Badia a Coltibuono estate gathers today the same property since its origins.
In 1051 Giovanni Gualberto , a monk, received in donation from a powerful local aristocratic family, the church of San Lorenzo a Coltibuono, with the order to built a monastery to host the monks and an hospice for the pilgrins. A community of Benedictine monks moved in with reformist and polemic ideas against the corruption of the church. In short time they gained a preeminent religious, political, social and economic role. Soon many ther donations followed from wealthy aristocrats and poor farmers seeking shelter and protection in those turbulent times. Badia a Coltibuono thus gained a considerable property, that, quite uniquely was not dispersed or split during the following centuries.
The Vallombrosian monks, scholarly and aware of the value of agricultural production, supported a major cultivation of the land, in particular vines and olives, reviving an Etruscan and Roman practices.
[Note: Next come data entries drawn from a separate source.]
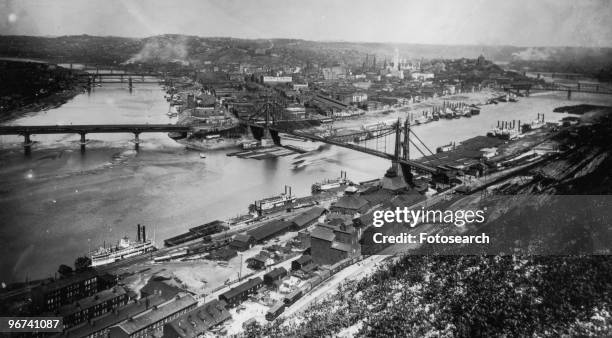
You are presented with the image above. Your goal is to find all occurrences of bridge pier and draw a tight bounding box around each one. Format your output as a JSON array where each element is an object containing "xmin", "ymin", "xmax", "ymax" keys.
[
  {"xmin": 134, "ymin": 132, "xmax": 140, "ymax": 151},
  {"xmin": 23, "ymin": 133, "xmax": 33, "ymax": 156},
  {"xmin": 260, "ymin": 127, "xmax": 274, "ymax": 147},
  {"xmin": 79, "ymin": 133, "xmax": 87, "ymax": 153}
]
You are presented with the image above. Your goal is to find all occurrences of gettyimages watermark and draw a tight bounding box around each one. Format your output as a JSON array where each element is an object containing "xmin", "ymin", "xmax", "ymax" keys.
[{"xmin": 360, "ymin": 195, "xmax": 612, "ymax": 255}]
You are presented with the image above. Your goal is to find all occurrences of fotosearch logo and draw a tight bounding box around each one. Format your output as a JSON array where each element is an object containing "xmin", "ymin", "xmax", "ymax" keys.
[{"xmin": 372, "ymin": 207, "xmax": 487, "ymax": 228}]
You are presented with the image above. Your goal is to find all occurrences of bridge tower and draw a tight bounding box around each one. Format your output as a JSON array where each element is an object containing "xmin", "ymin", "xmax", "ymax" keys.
[
  {"xmin": 79, "ymin": 132, "xmax": 87, "ymax": 153},
  {"xmin": 381, "ymin": 118, "xmax": 412, "ymax": 190},
  {"xmin": 23, "ymin": 133, "xmax": 34, "ymax": 156},
  {"xmin": 134, "ymin": 132, "xmax": 140, "ymax": 151},
  {"xmin": 260, "ymin": 102, "xmax": 274, "ymax": 147}
]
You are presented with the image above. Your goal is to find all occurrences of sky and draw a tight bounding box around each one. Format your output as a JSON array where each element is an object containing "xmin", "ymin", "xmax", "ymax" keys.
[{"xmin": 0, "ymin": 0, "xmax": 612, "ymax": 47}]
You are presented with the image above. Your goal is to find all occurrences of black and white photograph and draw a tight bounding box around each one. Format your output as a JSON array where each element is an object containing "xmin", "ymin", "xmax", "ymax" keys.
[{"xmin": 0, "ymin": 0, "xmax": 612, "ymax": 338}]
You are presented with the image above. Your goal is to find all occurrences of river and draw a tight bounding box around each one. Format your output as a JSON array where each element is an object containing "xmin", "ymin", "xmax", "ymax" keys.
[{"xmin": 0, "ymin": 83, "xmax": 609, "ymax": 282}]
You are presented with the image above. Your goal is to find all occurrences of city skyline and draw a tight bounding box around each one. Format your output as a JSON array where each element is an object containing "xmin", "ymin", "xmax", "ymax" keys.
[{"xmin": 0, "ymin": 0, "xmax": 612, "ymax": 47}]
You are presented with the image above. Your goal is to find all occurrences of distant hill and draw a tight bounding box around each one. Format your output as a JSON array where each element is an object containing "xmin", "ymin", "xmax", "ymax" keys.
[{"xmin": 0, "ymin": 35, "xmax": 612, "ymax": 78}]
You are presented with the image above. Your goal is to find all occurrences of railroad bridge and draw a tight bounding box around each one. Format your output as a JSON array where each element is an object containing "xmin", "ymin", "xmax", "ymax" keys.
[
  {"xmin": 0, "ymin": 124, "xmax": 190, "ymax": 154},
  {"xmin": 503, "ymin": 81, "xmax": 612, "ymax": 100}
]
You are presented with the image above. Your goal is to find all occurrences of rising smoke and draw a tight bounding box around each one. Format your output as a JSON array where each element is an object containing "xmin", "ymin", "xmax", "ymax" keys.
[{"xmin": 125, "ymin": 36, "xmax": 190, "ymax": 66}]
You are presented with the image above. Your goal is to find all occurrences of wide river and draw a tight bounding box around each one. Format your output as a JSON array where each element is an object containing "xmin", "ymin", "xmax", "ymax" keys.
[{"xmin": 0, "ymin": 84, "xmax": 610, "ymax": 282}]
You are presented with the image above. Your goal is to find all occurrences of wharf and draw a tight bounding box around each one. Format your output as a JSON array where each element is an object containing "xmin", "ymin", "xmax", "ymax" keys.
[{"xmin": 417, "ymin": 136, "xmax": 507, "ymax": 168}]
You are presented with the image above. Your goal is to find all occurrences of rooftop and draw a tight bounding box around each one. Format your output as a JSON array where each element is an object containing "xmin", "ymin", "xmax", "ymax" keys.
[
  {"xmin": 36, "ymin": 269, "xmax": 98, "ymax": 292},
  {"xmin": 310, "ymin": 226, "xmax": 336, "ymax": 242},
  {"xmin": 291, "ymin": 207, "xmax": 325, "ymax": 227},
  {"xmin": 332, "ymin": 195, "xmax": 368, "ymax": 210},
  {"xmin": 247, "ymin": 220, "xmax": 291, "ymax": 241},
  {"xmin": 58, "ymin": 287, "xmax": 127, "ymax": 317},
  {"xmin": 294, "ymin": 255, "xmax": 312, "ymax": 265},
  {"xmin": 264, "ymin": 267, "xmax": 287, "ymax": 279},
  {"xmin": 118, "ymin": 295, "xmax": 198, "ymax": 335},
  {"xmin": 219, "ymin": 277, "xmax": 263, "ymax": 299},
  {"xmin": 63, "ymin": 295, "xmax": 165, "ymax": 337},
  {"xmin": 164, "ymin": 300, "xmax": 232, "ymax": 337}
]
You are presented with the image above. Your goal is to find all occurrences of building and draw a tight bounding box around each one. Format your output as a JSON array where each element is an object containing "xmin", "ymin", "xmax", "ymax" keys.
[
  {"xmin": 247, "ymin": 251, "xmax": 274, "ymax": 270},
  {"xmin": 56, "ymin": 287, "xmax": 128, "ymax": 329},
  {"xmin": 109, "ymin": 295, "xmax": 198, "ymax": 338},
  {"xmin": 219, "ymin": 277, "xmax": 263, "ymax": 307},
  {"xmin": 310, "ymin": 222, "xmax": 361, "ymax": 265},
  {"xmin": 291, "ymin": 255, "xmax": 312, "ymax": 271},
  {"xmin": 291, "ymin": 207, "xmax": 327, "ymax": 230},
  {"xmin": 329, "ymin": 195, "xmax": 369, "ymax": 215},
  {"xmin": 60, "ymin": 295, "xmax": 167, "ymax": 338},
  {"xmin": 410, "ymin": 72, "xmax": 434, "ymax": 81},
  {"xmin": 264, "ymin": 267, "xmax": 287, "ymax": 286},
  {"xmin": 261, "ymin": 76, "xmax": 293, "ymax": 85},
  {"xmin": 247, "ymin": 220, "xmax": 292, "ymax": 243},
  {"xmin": 284, "ymin": 104, "xmax": 306, "ymax": 120},
  {"xmin": 321, "ymin": 66, "xmax": 346, "ymax": 80},
  {"xmin": 163, "ymin": 300, "xmax": 232, "ymax": 338},
  {"xmin": 297, "ymin": 229, "xmax": 310, "ymax": 250},
  {"xmin": 293, "ymin": 83, "xmax": 308, "ymax": 90},
  {"xmin": 230, "ymin": 234, "xmax": 254, "ymax": 251},
  {"xmin": 32, "ymin": 269, "xmax": 98, "ymax": 313},
  {"xmin": 208, "ymin": 247, "xmax": 238, "ymax": 261}
]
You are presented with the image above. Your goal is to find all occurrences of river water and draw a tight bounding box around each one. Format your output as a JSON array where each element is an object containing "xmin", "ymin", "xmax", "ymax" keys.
[{"xmin": 0, "ymin": 83, "xmax": 609, "ymax": 282}]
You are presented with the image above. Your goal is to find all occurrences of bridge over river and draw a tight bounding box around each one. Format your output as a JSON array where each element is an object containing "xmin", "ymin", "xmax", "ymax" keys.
[{"xmin": 0, "ymin": 124, "xmax": 190, "ymax": 154}]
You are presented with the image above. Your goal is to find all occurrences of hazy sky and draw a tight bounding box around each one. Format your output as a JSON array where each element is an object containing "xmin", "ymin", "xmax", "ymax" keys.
[{"xmin": 0, "ymin": 0, "xmax": 612, "ymax": 47}]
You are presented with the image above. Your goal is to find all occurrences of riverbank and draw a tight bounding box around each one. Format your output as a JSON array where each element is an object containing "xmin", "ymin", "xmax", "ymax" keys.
[
  {"xmin": 0, "ymin": 83, "xmax": 87, "ymax": 123},
  {"xmin": 0, "ymin": 59, "xmax": 86, "ymax": 123}
]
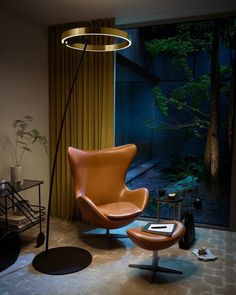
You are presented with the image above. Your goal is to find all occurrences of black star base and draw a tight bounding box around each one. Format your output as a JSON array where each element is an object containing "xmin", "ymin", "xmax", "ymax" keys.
[{"xmin": 32, "ymin": 247, "xmax": 92, "ymax": 275}]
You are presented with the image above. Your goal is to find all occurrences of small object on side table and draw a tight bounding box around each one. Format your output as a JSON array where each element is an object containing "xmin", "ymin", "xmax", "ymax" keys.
[
  {"xmin": 193, "ymin": 198, "xmax": 202, "ymax": 209},
  {"xmin": 158, "ymin": 189, "xmax": 166, "ymax": 198},
  {"xmin": 168, "ymin": 193, "xmax": 176, "ymax": 199},
  {"xmin": 198, "ymin": 247, "xmax": 207, "ymax": 255}
]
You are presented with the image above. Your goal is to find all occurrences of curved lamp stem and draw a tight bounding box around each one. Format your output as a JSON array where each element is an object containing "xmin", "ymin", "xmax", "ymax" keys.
[{"xmin": 45, "ymin": 42, "xmax": 88, "ymax": 256}]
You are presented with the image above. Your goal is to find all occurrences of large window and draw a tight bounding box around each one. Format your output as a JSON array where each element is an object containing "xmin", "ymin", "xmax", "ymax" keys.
[{"xmin": 116, "ymin": 18, "xmax": 236, "ymax": 226}]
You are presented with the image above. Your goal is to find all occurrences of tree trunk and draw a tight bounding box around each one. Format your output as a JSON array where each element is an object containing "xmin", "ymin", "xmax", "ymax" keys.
[
  {"xmin": 228, "ymin": 50, "xmax": 236, "ymax": 152},
  {"xmin": 205, "ymin": 24, "xmax": 220, "ymax": 185}
]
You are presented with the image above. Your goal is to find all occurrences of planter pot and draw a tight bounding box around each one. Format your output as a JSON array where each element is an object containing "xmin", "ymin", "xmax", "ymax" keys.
[{"xmin": 10, "ymin": 166, "xmax": 23, "ymax": 184}]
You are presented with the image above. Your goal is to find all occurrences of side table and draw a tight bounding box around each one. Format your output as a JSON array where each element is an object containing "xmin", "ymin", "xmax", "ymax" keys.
[{"xmin": 156, "ymin": 197, "xmax": 183, "ymax": 223}]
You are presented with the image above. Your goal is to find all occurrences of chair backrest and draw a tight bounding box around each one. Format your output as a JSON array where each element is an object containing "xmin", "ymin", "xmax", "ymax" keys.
[{"xmin": 68, "ymin": 144, "xmax": 137, "ymax": 205}]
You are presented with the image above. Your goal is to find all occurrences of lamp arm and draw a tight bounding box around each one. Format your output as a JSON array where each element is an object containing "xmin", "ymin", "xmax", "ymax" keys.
[{"xmin": 45, "ymin": 42, "xmax": 88, "ymax": 256}]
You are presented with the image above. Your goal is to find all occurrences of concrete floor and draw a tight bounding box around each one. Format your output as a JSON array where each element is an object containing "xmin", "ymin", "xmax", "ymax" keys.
[{"xmin": 0, "ymin": 219, "xmax": 236, "ymax": 295}]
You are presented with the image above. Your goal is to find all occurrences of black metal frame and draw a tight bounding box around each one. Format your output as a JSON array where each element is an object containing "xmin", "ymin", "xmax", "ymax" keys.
[{"xmin": 0, "ymin": 181, "xmax": 45, "ymax": 237}]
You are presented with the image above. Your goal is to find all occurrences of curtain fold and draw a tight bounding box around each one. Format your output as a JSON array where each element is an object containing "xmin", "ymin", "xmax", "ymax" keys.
[{"xmin": 49, "ymin": 19, "xmax": 114, "ymax": 220}]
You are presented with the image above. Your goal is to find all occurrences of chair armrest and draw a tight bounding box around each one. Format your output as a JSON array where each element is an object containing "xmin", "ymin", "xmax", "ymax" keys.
[
  {"xmin": 121, "ymin": 188, "xmax": 149, "ymax": 211},
  {"xmin": 76, "ymin": 195, "xmax": 108, "ymax": 222}
]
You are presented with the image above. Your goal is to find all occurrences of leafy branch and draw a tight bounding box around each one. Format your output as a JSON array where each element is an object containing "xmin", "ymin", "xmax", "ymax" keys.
[{"xmin": 12, "ymin": 116, "xmax": 48, "ymax": 166}]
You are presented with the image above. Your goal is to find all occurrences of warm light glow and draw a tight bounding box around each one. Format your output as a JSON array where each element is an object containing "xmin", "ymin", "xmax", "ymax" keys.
[{"xmin": 61, "ymin": 27, "xmax": 131, "ymax": 52}]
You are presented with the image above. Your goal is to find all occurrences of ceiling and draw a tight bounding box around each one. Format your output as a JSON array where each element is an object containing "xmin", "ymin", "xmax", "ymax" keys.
[{"xmin": 1, "ymin": 0, "xmax": 236, "ymax": 25}]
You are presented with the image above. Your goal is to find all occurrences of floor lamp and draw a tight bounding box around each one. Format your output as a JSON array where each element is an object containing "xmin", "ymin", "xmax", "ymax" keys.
[{"xmin": 32, "ymin": 27, "xmax": 131, "ymax": 275}]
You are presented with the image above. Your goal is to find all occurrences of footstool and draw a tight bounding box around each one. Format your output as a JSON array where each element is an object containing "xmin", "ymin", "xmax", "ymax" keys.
[{"xmin": 127, "ymin": 220, "xmax": 185, "ymax": 283}]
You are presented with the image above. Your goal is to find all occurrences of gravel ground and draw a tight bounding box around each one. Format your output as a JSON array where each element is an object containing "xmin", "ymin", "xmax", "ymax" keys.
[{"xmin": 128, "ymin": 166, "xmax": 229, "ymax": 226}]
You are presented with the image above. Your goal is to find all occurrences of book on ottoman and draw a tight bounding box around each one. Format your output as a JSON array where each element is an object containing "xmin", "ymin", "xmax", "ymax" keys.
[{"xmin": 142, "ymin": 222, "xmax": 176, "ymax": 237}]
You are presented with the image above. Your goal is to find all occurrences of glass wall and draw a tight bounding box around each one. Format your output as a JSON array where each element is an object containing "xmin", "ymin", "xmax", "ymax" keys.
[{"xmin": 116, "ymin": 18, "xmax": 236, "ymax": 226}]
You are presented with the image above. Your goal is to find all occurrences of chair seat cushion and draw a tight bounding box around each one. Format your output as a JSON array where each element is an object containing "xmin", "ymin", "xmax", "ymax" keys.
[{"xmin": 98, "ymin": 202, "xmax": 142, "ymax": 219}]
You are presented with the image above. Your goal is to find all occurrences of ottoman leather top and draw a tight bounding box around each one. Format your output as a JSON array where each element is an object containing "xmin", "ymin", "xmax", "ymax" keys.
[{"xmin": 127, "ymin": 220, "xmax": 185, "ymax": 251}]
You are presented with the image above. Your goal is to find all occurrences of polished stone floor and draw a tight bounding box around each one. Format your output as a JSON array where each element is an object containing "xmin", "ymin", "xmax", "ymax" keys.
[{"xmin": 0, "ymin": 219, "xmax": 236, "ymax": 295}]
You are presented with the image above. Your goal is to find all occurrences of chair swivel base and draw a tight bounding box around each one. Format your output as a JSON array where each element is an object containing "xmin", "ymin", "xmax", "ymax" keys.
[
  {"xmin": 32, "ymin": 247, "xmax": 92, "ymax": 275},
  {"xmin": 79, "ymin": 229, "xmax": 129, "ymax": 239},
  {"xmin": 129, "ymin": 251, "xmax": 183, "ymax": 283}
]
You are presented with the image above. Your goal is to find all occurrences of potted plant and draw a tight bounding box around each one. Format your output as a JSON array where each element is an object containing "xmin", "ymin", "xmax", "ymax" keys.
[{"xmin": 11, "ymin": 116, "xmax": 48, "ymax": 184}]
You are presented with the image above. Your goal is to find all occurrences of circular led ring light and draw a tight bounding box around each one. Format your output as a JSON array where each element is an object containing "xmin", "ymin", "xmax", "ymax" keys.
[{"xmin": 61, "ymin": 27, "xmax": 131, "ymax": 52}]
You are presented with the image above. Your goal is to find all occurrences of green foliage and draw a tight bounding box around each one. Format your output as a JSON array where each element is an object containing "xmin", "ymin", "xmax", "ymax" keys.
[
  {"xmin": 148, "ymin": 75, "xmax": 210, "ymax": 136},
  {"xmin": 146, "ymin": 19, "xmax": 236, "ymax": 140},
  {"xmin": 164, "ymin": 155, "xmax": 206, "ymax": 180},
  {"xmin": 12, "ymin": 116, "xmax": 48, "ymax": 165}
]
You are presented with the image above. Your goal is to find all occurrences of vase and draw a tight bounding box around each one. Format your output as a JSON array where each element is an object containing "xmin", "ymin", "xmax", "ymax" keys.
[{"xmin": 10, "ymin": 165, "xmax": 23, "ymax": 184}]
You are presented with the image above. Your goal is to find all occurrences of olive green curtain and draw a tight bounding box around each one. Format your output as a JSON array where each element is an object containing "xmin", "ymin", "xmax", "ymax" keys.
[{"xmin": 49, "ymin": 19, "xmax": 114, "ymax": 220}]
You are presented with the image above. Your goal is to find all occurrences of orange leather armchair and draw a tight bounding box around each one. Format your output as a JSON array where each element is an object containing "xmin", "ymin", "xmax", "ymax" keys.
[{"xmin": 68, "ymin": 144, "xmax": 148, "ymax": 234}]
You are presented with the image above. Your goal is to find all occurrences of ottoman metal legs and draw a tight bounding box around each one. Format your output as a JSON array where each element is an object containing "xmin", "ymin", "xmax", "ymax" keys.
[{"xmin": 129, "ymin": 251, "xmax": 183, "ymax": 283}]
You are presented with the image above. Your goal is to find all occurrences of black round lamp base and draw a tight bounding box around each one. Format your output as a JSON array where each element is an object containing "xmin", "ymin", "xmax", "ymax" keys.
[{"xmin": 32, "ymin": 247, "xmax": 92, "ymax": 275}]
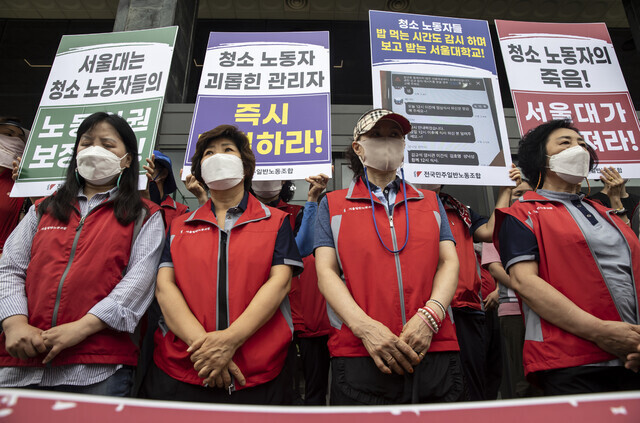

They also introduced the cultivation of white fir and chestnut: two species that still can be seen surrounding the abbey. Next to agriculture the monks dedicated themselves to scholalrly studies, hospitality and care of the sick.
The latin was name was then: Badia a Cultus Boni, meaning aternatively “ good cult”, “good culture”, “good agriculture” or “good harvest”. A monk’s document from Coltibuono, dated from the 12th century, mentions for the first time ever the word Chianti referring to this area.
Badia a Coltibuono today with its land and activities, is a place that transmits an ensemble of values formed, transformed and preserved by men and women, mostly unknown, through generations over many centuries.